A resposta na verdade vem de outra pergunta: Como controlar Preferências de economia de energia LightDM?
[...]I've added a script to handle turning off the X dpms timeouts when the user logs in. Here are the three files that I've created. First, the config file:
/etc/lightdm/lightdm.conf.d/50-dpms.conf
[SeatDefaults]
display-setup-script=/etc/lightdm/dpms-enable
session-setup-script=/etc/lightdm/dpms-disable
Make sure the above is owned by root. Easiest is to create it with sudoedit.
Next are the two scripts.
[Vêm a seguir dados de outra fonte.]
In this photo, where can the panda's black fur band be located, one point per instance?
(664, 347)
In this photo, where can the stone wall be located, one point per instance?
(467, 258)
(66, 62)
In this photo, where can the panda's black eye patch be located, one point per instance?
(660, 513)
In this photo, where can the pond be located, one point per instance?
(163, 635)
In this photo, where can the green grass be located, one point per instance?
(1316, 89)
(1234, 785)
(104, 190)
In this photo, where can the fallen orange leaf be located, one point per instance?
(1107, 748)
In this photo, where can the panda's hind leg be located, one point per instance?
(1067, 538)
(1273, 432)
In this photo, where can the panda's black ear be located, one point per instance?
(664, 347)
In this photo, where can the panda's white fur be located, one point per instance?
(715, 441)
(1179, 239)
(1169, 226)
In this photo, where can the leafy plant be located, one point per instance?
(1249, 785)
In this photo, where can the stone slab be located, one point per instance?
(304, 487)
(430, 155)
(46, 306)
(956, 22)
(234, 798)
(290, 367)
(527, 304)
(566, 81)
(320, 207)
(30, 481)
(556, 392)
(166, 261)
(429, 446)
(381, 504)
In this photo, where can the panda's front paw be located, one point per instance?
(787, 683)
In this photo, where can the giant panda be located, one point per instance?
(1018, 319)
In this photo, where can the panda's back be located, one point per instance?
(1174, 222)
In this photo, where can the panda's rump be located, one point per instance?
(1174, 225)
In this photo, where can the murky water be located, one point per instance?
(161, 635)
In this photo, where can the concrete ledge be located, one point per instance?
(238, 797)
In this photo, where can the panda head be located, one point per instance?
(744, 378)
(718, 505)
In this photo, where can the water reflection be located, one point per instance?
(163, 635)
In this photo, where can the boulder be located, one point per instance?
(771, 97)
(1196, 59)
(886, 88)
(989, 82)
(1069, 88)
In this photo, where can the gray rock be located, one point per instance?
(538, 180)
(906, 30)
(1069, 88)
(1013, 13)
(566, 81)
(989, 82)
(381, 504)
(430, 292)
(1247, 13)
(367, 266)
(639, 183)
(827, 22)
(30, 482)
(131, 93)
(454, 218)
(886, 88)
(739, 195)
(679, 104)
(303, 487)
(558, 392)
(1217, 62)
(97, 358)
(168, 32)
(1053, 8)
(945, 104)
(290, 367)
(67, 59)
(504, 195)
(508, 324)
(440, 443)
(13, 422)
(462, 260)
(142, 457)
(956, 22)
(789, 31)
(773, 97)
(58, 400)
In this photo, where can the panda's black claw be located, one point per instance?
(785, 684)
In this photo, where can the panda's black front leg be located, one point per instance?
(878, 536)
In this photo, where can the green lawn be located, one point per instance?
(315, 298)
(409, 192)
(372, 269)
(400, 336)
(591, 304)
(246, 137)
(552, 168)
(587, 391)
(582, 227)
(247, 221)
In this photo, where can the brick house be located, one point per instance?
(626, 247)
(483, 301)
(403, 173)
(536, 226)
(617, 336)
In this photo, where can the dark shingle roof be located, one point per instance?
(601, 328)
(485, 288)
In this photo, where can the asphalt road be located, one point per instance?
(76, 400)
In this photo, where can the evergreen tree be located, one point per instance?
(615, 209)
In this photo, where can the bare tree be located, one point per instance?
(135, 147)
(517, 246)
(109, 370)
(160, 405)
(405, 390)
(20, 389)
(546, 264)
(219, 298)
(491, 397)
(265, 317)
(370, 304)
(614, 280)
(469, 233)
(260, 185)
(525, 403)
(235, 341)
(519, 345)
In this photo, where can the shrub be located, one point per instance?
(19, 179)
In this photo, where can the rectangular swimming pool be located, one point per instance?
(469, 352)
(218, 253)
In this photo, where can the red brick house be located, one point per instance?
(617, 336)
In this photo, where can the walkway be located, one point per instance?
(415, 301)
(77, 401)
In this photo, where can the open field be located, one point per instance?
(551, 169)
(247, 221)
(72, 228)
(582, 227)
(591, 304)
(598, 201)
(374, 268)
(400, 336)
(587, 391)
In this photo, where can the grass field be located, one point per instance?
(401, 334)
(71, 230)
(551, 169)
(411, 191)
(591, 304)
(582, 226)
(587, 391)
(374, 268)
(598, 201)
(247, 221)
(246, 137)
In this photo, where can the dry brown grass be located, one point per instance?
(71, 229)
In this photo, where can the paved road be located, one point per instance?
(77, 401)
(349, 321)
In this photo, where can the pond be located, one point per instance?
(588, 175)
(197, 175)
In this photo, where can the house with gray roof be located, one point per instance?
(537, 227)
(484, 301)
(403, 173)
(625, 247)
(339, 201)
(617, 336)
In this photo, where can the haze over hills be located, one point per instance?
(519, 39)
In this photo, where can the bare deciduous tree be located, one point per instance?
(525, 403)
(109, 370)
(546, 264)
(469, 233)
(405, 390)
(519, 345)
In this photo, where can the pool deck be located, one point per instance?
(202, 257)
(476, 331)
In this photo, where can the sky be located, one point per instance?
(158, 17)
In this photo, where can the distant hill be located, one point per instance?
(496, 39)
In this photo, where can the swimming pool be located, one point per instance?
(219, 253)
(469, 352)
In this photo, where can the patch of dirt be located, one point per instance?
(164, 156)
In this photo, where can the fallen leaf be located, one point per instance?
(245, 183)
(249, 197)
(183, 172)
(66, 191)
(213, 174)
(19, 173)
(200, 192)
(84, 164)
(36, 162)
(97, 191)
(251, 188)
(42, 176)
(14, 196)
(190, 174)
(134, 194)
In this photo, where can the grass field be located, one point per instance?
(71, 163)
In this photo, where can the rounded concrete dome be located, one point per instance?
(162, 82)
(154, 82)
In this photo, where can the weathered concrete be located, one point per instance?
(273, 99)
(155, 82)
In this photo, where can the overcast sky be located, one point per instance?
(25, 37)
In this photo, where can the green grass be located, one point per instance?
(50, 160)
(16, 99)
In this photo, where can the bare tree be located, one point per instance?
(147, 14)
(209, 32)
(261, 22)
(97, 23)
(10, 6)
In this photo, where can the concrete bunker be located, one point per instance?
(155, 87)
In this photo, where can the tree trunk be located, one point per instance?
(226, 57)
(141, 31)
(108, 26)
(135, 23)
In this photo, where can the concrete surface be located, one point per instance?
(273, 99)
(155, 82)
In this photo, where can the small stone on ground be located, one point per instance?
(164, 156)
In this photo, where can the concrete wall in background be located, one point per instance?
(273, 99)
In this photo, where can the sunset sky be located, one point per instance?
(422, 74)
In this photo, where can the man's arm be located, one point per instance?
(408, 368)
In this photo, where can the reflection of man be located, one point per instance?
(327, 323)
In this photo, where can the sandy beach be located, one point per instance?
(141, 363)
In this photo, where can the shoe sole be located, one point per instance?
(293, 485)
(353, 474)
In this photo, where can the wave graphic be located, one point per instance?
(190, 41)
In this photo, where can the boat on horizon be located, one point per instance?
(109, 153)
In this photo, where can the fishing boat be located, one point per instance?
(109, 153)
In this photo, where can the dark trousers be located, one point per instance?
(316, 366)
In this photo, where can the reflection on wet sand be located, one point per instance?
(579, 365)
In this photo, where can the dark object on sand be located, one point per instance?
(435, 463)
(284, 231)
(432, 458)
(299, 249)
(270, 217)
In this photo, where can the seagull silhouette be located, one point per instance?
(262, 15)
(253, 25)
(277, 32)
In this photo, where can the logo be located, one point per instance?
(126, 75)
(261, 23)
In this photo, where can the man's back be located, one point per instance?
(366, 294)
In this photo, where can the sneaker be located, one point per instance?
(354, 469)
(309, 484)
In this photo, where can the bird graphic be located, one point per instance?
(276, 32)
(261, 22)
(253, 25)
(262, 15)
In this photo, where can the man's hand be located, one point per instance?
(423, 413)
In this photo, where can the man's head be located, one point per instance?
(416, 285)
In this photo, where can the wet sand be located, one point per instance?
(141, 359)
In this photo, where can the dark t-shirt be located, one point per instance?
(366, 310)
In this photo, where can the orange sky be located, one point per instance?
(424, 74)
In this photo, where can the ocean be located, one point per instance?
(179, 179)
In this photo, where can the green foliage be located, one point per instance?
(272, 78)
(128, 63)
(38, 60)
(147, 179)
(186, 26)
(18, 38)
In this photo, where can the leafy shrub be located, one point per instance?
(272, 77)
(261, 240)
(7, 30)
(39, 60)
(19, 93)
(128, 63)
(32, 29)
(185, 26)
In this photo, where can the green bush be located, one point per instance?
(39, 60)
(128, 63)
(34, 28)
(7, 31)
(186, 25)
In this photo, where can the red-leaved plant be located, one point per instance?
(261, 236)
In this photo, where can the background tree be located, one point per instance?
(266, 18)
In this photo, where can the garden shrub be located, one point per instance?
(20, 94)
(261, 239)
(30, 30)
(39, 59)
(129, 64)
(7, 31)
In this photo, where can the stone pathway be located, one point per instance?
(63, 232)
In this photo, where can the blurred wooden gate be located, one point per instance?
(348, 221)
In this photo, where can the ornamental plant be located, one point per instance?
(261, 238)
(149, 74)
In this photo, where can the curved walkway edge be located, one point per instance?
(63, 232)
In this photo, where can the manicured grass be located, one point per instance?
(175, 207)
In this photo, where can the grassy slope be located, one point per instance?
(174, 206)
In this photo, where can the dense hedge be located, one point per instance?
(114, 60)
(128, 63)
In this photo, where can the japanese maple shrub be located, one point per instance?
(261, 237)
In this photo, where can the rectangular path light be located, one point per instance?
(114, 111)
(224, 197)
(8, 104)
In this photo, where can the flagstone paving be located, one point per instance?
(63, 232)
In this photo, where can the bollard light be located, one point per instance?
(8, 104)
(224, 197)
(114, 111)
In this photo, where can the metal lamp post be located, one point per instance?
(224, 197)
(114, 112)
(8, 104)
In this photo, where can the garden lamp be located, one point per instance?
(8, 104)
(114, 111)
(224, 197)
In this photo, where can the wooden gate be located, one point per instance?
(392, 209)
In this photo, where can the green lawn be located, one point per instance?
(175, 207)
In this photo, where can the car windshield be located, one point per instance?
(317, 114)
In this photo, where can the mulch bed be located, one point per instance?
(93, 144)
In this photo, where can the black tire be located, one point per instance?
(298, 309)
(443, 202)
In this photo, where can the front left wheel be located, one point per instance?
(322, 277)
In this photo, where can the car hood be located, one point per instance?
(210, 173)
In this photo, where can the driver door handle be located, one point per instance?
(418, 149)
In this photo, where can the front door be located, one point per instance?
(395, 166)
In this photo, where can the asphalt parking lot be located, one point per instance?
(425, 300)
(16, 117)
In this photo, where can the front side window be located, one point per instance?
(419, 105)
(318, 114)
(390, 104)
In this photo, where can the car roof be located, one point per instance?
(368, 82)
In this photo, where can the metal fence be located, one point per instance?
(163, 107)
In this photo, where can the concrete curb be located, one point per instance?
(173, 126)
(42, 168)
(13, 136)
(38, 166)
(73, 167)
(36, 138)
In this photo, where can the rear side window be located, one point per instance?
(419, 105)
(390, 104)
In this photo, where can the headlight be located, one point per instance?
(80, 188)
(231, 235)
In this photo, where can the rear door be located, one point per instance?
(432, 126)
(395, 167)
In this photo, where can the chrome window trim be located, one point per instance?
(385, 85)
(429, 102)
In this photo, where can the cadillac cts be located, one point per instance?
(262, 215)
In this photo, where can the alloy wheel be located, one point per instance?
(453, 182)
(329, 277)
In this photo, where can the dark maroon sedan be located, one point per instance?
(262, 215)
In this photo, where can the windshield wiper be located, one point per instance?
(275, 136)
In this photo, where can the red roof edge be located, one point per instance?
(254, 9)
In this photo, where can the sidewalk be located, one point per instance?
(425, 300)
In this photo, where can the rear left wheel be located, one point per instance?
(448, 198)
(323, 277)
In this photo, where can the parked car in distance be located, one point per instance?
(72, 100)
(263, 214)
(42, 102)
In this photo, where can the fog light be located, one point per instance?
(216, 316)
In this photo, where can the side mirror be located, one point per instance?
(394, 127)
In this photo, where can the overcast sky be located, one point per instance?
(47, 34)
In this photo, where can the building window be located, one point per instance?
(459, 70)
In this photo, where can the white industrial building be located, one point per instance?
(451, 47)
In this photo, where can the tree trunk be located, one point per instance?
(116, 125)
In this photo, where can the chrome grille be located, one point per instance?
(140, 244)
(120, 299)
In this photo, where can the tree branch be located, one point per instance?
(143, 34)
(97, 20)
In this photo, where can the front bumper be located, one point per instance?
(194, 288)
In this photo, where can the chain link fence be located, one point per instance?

These need to be owned by root and made executable (chmod +x).
/etc/lightdm/dpms-enable
#!/bin/sh
(
# This delay is required. Might be because the X server isn't
# started yet.
sleep 10
# Set up a 5 minute timeout before powering off the display.
xset dpms 0 0 300
) &
/etc/lightdm/dpms-disable
#!/bin/sh
(
# This delay is required. Might be because the X server isn't
# started yet.
sleep 10
# Turn off X's handling of dpms timeout. Otherwise
# gnome-settings-daemon and gnome-screensaver will fight over it.
xset dpms 0 0 0
) &
Given the above, I get monitor power-down at the login screen, and the dpms timeouts are set to zero for a user session, so the screensaver works properly.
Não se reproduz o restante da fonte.